Genre fusion clearly knows no bounds in the 21st Century. In Luys i Luso (Light from the Light), jazz pianist Tigran Hamasyan is peeling back the layers of the Soviet Union and "a hundred years of atheism" to reveal the most ancient, and so far, stagnant, motifs of Armenian hymns.

With Eastern Orthodox Catholic worship largely quelled, or at least deterred, throughout Soviet reign, Hamasyan's heritage is beckoning him to take an interest in the Armenian hymns he heard as a teenager. His intentions are to further a style that has largely faded into history, where it was once an element of everyday life. NPR recently spotlighted jazz pianist Tigran Hamasyan's journey through his own culture in the wake of his latest and most personal album.

Performed with the Yerevan State Chamber Choir, one of the sample Armenian hymns provided by NPR, "Your Mercy is Boundless (Basum en Quo gtutyunqd)," sounds positively Gregorian at the outset, laden with the earliest shades of polyphony. Nevertheless, the stoic and shifting pedal supplies the melody with boundless solemnity. Most striking is how Hamasyan uses the piano to close off and bind phrases together. Progressively, these pivotal moments are joined by ever-increasing density, as if the tonal complexities of the jazz age were staring down the prayerful drones of a monastic order.

The piano solo that follows does everything to maintain the piety, but it also appears to take on the role of narrator, using the more reflective and mood-captivating techniques of early 20th Century impressionists (curiously, a time period when Armenia's history, along with its religious and cultural identity, was about to be turned on its head).

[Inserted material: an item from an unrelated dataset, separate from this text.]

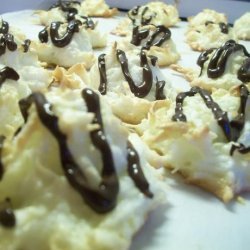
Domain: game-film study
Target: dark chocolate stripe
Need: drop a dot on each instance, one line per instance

Armenia transitioned from Ottoman statehood to a nation decimated by genocide, and finally into an oppressed Soviet satellite. This collectively left the country and its musical past in a state of cultural hiatus, or according to Hamasyan, "in the shadow." The resulting tribute, Luys i Luso, promises to reveal this ancient past to the world, featuring Armenian hymns up to 1,500 years old. Barely invaded by its modern elements, Hamasyan's "renovation" of this ancient material uses the figurative dalliances of improvisation, made palatable by an execution as delicate as an archeologist's touch.